Vera vio que Osborn la fijaba con la mirada, y supo que lo había sacado de una ensoñación.
– Quiero que vengas a mi piso -dijo.
– ¿Que quieres qué? -preguntó él, a todas luces desconcertado. La gente pasaba de prisa por todos lados y los jardineros, a pesar de la lluvia, comenzaban a preparar su trabajo del día.
– Decía que quiero que vengas a mi piso.
– ¿Por qué?
– Quiero darte un baño.
– ¿Un baño? '
– Sí.
A Osborn se le pintó una sonrisa en el rostro.
– Primero no querías que te vieran conmigo, y ¿ahora me quieres llevar a tu piso?
– ¿Qué hay de malo en eso?
– ¿Sabes lo que estás haciendo? -preguntó Osborn, que la había visto sonrojarse.
– Sí, resulta que me he propuesto darte un baño, y en esa cosa que tienes por bañera en el hotel no podrías bañar ni a un perrito.
– ¿Y que pasa con… el franchute?
– No lo llames así.
– Si me dices cómo se llama, no lo llamaré así.

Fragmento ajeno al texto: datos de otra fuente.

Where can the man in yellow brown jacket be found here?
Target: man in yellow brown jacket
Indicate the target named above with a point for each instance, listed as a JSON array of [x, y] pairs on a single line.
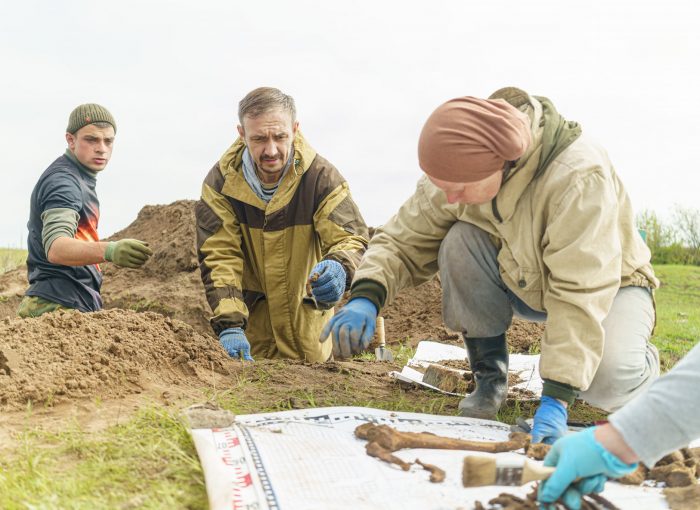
[[273, 216], [521, 214]]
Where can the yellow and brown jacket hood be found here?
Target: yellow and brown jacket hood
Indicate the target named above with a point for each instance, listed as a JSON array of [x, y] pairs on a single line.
[[255, 257]]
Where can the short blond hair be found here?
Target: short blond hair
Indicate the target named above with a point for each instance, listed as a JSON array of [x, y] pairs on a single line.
[[263, 100]]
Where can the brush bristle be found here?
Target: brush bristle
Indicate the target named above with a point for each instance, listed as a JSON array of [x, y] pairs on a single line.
[[478, 471]]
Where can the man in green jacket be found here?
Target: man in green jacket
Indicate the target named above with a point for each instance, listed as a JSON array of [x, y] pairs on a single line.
[[65, 252], [278, 234], [521, 214]]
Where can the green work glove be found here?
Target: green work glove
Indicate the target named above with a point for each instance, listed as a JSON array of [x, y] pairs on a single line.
[[128, 252]]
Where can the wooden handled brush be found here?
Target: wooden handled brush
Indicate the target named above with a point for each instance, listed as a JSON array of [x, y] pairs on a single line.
[[482, 471]]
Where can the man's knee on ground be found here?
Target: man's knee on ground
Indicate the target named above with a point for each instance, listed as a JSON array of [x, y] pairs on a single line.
[[615, 385]]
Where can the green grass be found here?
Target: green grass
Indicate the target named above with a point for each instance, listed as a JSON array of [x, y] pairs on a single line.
[[150, 461], [677, 312], [10, 258]]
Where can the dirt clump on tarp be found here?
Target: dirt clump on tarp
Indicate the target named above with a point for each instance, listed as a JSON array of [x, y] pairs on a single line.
[[69, 355]]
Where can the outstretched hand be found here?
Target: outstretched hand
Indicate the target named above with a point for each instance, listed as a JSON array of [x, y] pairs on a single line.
[[352, 328]]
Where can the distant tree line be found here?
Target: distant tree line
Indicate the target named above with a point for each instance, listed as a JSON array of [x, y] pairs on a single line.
[[677, 242]]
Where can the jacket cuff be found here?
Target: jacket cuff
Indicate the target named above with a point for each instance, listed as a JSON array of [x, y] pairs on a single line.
[[559, 390], [369, 289]]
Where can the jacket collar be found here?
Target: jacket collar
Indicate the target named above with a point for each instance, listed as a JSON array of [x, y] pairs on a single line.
[[521, 174], [236, 186]]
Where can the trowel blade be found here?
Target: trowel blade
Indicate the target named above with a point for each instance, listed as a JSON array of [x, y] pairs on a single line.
[[383, 354]]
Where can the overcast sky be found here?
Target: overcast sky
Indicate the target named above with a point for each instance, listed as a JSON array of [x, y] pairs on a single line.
[[364, 74]]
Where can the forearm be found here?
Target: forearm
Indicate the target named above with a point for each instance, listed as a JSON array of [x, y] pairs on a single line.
[[67, 251], [667, 416]]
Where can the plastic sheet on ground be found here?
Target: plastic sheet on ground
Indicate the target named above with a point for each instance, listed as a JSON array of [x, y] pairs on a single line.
[[524, 365], [311, 459]]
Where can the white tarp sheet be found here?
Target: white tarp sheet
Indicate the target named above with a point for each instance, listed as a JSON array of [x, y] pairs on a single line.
[[310, 459], [525, 366]]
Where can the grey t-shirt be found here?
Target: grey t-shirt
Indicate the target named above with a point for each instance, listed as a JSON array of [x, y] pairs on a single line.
[[64, 185]]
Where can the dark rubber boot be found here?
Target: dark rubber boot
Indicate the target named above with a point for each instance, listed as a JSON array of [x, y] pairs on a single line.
[[488, 358]]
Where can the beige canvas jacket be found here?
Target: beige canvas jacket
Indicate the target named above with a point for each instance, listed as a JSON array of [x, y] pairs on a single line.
[[567, 244]]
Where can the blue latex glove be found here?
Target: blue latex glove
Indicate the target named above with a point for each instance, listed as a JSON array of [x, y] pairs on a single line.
[[549, 421], [233, 340], [579, 457], [352, 328], [330, 285]]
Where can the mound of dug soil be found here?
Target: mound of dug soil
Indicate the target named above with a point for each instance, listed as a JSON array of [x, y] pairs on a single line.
[[170, 284], [69, 355]]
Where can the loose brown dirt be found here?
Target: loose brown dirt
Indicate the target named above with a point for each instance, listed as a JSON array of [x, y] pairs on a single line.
[[153, 342]]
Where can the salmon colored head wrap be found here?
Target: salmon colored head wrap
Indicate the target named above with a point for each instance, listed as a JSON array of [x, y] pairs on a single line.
[[468, 139]]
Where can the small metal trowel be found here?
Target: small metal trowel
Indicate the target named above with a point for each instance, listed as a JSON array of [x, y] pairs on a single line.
[[381, 352]]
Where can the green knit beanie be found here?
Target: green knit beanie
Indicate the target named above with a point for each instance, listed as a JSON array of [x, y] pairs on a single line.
[[89, 114]]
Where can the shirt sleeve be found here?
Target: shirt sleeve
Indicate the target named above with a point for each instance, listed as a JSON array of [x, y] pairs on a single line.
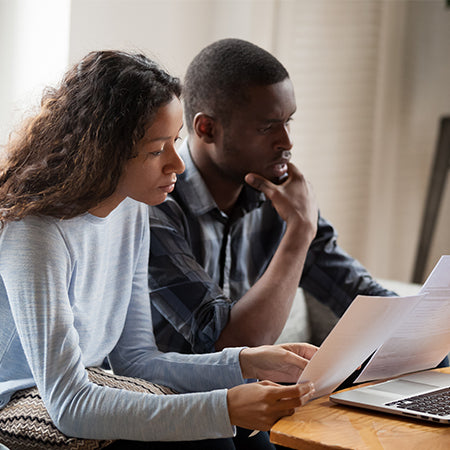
[[332, 276], [36, 276], [189, 309]]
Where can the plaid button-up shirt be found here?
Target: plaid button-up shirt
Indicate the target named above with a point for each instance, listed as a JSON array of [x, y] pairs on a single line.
[[202, 262]]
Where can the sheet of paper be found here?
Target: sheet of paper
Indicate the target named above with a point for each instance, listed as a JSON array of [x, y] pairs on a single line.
[[420, 341], [439, 277], [361, 331], [422, 338]]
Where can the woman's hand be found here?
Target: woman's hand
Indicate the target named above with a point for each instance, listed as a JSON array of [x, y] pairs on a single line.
[[283, 363], [257, 406]]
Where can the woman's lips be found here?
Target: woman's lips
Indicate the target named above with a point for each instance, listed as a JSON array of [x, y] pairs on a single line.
[[167, 188]]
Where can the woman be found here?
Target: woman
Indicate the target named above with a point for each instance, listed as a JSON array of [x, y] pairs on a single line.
[[73, 269]]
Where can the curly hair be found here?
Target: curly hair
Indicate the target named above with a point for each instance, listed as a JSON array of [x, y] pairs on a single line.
[[70, 155], [218, 77]]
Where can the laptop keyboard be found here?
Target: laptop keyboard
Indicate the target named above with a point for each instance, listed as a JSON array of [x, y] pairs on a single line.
[[436, 402]]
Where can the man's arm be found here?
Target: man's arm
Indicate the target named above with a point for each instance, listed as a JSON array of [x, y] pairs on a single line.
[[332, 276], [189, 310], [261, 313]]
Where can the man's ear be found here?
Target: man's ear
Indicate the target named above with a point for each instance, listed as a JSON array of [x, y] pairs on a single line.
[[205, 127]]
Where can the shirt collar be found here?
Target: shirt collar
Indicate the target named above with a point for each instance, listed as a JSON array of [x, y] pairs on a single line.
[[190, 186]]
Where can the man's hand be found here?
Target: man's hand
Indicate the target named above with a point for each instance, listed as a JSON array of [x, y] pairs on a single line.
[[257, 406], [282, 363], [294, 199]]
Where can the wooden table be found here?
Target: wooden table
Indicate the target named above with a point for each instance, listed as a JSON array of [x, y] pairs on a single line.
[[323, 425]]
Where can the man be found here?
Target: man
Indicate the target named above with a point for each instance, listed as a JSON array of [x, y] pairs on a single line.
[[241, 231]]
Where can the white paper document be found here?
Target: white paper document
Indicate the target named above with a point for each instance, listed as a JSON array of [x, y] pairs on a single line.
[[404, 334]]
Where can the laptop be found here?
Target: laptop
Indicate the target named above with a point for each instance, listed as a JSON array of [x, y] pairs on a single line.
[[422, 395]]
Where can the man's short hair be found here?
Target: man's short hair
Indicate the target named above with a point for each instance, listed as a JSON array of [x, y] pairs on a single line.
[[217, 78]]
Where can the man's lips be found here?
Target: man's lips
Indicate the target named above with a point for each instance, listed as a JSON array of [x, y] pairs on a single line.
[[168, 187]]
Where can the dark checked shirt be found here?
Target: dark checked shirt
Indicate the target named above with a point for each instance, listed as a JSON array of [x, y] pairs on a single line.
[[203, 261]]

Vera guardó silencio durante un momento.
– Se acabó -dijo.
– ¿Sí? -Osborn pensaba que bromeaba.
– Sí.
– ¿Estás hablando en serio? – preguntó Osborn, cauteloso.
Ella asintió con la cabeza, definitivamente.
– ¿Desde cuándo?
– Desde… no sé cuando. Desde que lo decidí, y ya está -sentenció. No tenía ganas de analizarlo, y su voz se apagó.
Osborn no sabía qué pensar, no sabía qué sentir. El lunes le había dicho que no quería volver a verlo. Que tenía un amante, un hombre influyente en Francia. Hoy era jueves. Hoy, el hombre era él y no el otro. ¿Realmente lo quería tanto como para eso? ¿O tal vez el asunto del amante no había sido más que un cuento para alejarlo, una manera conveniente de terminar con una aventura pasajera?
Se levantó una brisa del río que a Vera le revolvió el pelo y ella se lo recogió detrás de la oreja. Sí, sabía lo que se jugaba pero no le importaba. Lo único que sabía era que en ese momento tenía ganas de hacer el amor con Paul Osborn, en su propio piso y en su propia cama.
Disponía de cuarenta y ocho horas antes de que comenzara su próximo turno. Francois, el «franchute» de Osborn, estaba en Nueva York y no la había llamado desde hacía varios días. En lo que a ella respectaba, tenía libertad para hacer lo que se le antojara, cuando y donde se le antojara.
– Estoy cansada. ¿Quieres venir o no? ¿Sí o no?
– ¿Estás segura?
– Estoy segura -dijo ella. Faltaban cinco minutos para las diez de la mañana.